The uniform convergence part comes from Weierstrass Approximation Theorem, but how to construct such $p$ to satisfy the condition for derivative?
I think we can start by any polynomial $p_n$ which converges uniformly to $f$, and define a new polynomial $q_n(x) = p_n(x) $ "minus some terms and plus other terms which can be approximated by those terms we subtract" to remain $q_n$ uniformly converging to $f$. But what terms should we subtract? Or are there better ideas? Thanks!

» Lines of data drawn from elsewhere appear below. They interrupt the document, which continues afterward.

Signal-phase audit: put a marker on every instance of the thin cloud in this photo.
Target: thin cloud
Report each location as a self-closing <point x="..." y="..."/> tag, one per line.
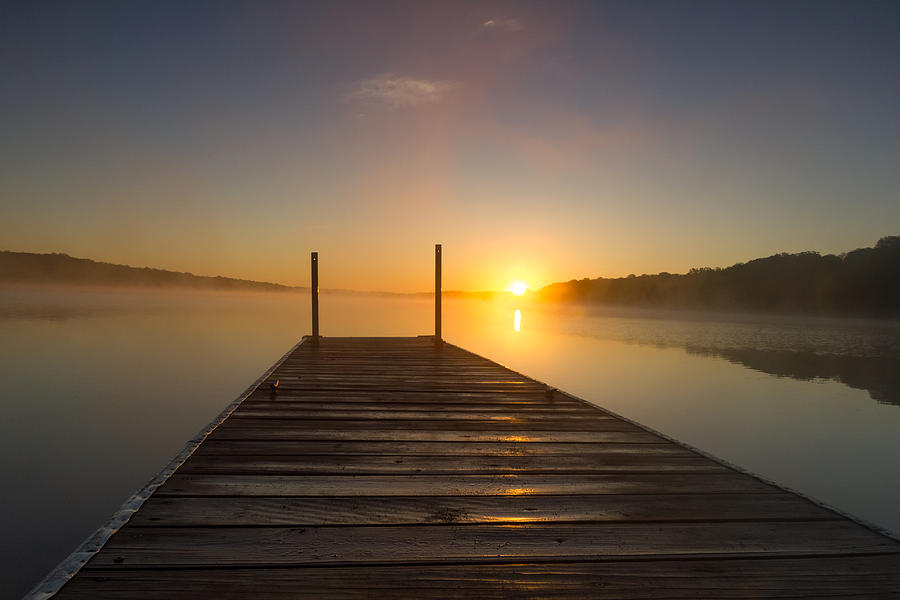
<point x="397" y="91"/>
<point x="505" y="25"/>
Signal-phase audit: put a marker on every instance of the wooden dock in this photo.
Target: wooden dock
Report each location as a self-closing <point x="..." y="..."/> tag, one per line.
<point x="395" y="467"/>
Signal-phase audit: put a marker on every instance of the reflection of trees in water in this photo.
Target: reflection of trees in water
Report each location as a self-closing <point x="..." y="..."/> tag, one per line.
<point x="878" y="375"/>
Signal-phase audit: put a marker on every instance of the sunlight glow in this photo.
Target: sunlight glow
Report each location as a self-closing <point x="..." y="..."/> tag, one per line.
<point x="517" y="287"/>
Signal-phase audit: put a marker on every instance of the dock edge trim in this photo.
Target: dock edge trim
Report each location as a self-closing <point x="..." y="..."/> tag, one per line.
<point x="67" y="569"/>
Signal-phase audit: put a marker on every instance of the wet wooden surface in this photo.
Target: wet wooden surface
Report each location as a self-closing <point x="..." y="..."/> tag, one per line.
<point x="389" y="467"/>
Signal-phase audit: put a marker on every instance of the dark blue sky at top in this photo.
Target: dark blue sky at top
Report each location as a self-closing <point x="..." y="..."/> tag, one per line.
<point x="793" y="97"/>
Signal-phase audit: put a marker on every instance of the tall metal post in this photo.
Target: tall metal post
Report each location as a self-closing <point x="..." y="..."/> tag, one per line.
<point x="314" y="287"/>
<point x="437" y="292"/>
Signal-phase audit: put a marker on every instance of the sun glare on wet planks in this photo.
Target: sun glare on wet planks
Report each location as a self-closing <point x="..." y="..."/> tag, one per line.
<point x="394" y="467"/>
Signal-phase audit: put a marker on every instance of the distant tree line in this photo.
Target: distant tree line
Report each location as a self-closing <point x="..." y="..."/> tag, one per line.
<point x="24" y="267"/>
<point x="865" y="281"/>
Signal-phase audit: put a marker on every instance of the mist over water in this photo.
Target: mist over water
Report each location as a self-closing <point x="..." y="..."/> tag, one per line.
<point x="102" y="387"/>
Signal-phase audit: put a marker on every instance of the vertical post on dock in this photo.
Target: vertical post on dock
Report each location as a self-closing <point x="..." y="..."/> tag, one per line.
<point x="437" y="293"/>
<point x="314" y="287"/>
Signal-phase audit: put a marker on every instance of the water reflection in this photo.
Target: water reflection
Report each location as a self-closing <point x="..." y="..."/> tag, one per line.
<point x="861" y="354"/>
<point x="879" y="376"/>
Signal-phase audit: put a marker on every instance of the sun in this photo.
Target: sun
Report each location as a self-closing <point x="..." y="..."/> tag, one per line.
<point x="517" y="287"/>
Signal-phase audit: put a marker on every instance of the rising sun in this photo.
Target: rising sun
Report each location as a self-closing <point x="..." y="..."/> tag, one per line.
<point x="517" y="287"/>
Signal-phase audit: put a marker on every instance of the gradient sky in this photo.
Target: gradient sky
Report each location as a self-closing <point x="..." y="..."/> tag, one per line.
<point x="540" y="141"/>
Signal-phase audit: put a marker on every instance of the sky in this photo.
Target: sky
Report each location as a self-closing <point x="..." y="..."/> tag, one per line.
<point x="540" y="141"/>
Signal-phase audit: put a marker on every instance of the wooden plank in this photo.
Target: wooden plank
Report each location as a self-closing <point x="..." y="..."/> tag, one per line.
<point x="446" y="465"/>
<point x="867" y="577"/>
<point x="212" y="447"/>
<point x="342" y="409"/>
<point x="419" y="510"/>
<point x="242" y="546"/>
<point x="509" y="423"/>
<point x="509" y="415"/>
<point x="289" y="434"/>
<point x="458" y="485"/>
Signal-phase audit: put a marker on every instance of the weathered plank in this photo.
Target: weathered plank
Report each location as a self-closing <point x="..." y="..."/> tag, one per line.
<point x="420" y="510"/>
<point x="243" y="546"/>
<point x="291" y="434"/>
<point x="214" y="447"/>
<point x="854" y="577"/>
<point x="458" y="485"/>
<point x="447" y="465"/>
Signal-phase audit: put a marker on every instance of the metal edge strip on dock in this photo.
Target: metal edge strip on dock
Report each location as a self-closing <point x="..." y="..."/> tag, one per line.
<point x="70" y="565"/>
<point x="739" y="469"/>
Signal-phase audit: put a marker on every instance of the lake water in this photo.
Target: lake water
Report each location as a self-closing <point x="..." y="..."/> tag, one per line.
<point x="100" y="389"/>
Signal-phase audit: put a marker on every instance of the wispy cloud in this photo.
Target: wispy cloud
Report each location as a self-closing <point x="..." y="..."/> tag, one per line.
<point x="396" y="91"/>
<point x="506" y="25"/>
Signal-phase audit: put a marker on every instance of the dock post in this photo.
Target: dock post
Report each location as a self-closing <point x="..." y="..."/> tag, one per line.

Let $q$ be a polynomial so that $\|f-q\|_{\infty}<\Large\frac{\varepsilon}{3}$. Then consider $$p(x) = q(x) - \frac{q'(1)}{n}x^n + \frac{q'(0)}{n} (1-x)^n,$$
where $n \ge 2$ is large enough so that
$$\bigg| \frac{q'(1)}{n}\bigg| , \bigg| \frac{q'(0)}{n}\bigg| < \frac\varepsilon 3 . $$
Then
$$p'(x) = g'(x) - q'(1) x^{n-1} - q'(0) (1-x)^{n-1}\Rightarrow p'(0) = p'(1) = 0$$
and $\|f - p\|_{\infty} < \varepsilon$.